I have only made one batch of Peach and it was madeusing the Vinters Harvest that George sells http://www.finevinewines.com/ProdDet.asp?PartNumber=3322


It did make a very good wine and if you are wanting to do a 5-6 gallon batch I would recommend using two cans and will need some aging ( 6 months minimum ) to be at its best. *Edited by: Waldo *


----------



## bilbo-in-maine (Jan 1, 2006)

Look out Ryan - once you start doing scratch wines, the sky's the limit. Maybe you've scanned all the recipes on Jack Keller's web site, and the ones on George's too. There are a lot. You're going to be busy...






Bill


----------



## rshosted (Jan 1, 2006)

Thanks, that is a good start for me. I hope to achieve similar relsults (or as good) as the fruit kits with a little practice.

Does anyone know what Brix level I should try to start at, and what acidity/ph level?

Thanks again... This forum, and the people on it are great.


----------



## Maui Joe (Jan 2, 2006)

I just did my first racking of a 6 gallon peach. We do not have "fresh" peaches in Hawaii other than fruit which is generally available at the supermarket. The peaches that are sold are not totally "tree ripe" as advertised however gotta do with what we get.


A reading around 22 brix is being in the neighborhood. I generally go "five clicks positive" on sugar addition..(1.095 instead of 1.090) being that due to "topping up" etc. throughtout the making, some loss in alcohol content is the result.


Use your acid test kit. It will show that "fruit" is up to around 0.65%. I try to target around .70 for a starting acid content shooting for an off-dry finish. Sometimes though I need to sweeten abit more later depending on the actual finish. Around .65% will give you a more dry-wine. I did add Bananas in mine to help clearing etc.


----------



## pkcook (Feb 1, 2006)

Here is a link to a Jack Keller recipe thatuses Welches White Grape/Peach 100% juice (Wal-Mart has the same stuffbut alot less cost)that you can get at most super markets. I have made 7 gallons of this and it has been a hit with everyone that has tried it, and can be consumed very young. 
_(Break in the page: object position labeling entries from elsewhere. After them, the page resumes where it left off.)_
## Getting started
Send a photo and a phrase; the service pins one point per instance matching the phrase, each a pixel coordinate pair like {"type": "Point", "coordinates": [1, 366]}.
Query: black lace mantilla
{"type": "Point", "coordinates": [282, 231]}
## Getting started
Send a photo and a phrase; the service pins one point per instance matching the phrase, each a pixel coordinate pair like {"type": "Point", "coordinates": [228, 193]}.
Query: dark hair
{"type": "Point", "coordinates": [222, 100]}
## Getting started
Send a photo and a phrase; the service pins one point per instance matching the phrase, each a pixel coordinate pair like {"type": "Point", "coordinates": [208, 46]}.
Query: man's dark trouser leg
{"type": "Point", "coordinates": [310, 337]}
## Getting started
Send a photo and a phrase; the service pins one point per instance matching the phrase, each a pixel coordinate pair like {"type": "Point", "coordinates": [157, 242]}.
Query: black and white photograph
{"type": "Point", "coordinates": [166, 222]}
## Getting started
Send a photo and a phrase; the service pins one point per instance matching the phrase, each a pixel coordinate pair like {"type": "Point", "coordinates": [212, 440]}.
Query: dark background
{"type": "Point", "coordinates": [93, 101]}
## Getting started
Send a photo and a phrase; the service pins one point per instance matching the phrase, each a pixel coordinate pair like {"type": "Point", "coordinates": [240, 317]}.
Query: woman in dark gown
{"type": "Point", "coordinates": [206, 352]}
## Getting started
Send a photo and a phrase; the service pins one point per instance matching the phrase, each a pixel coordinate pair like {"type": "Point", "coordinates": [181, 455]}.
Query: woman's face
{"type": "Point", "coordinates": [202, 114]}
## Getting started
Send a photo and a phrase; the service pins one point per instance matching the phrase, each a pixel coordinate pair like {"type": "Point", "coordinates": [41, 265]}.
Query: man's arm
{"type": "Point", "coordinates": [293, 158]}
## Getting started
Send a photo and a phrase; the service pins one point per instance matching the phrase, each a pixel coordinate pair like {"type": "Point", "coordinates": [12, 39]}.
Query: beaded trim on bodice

http://winemaking.jackkeller.net/request182.asp


I modified the recipe a bit and added 3 cans of frozen concentrate with 6 gallons of bottled juice instead of adding so much sugar and to boost the peach flavor (It worked very well!). I started with an SG of 1.098 and let it ferment dry. I split the batch between dry, semi-sweet, and dessert. You can do the same wine with the raspberry/white grape combo juice too!


----------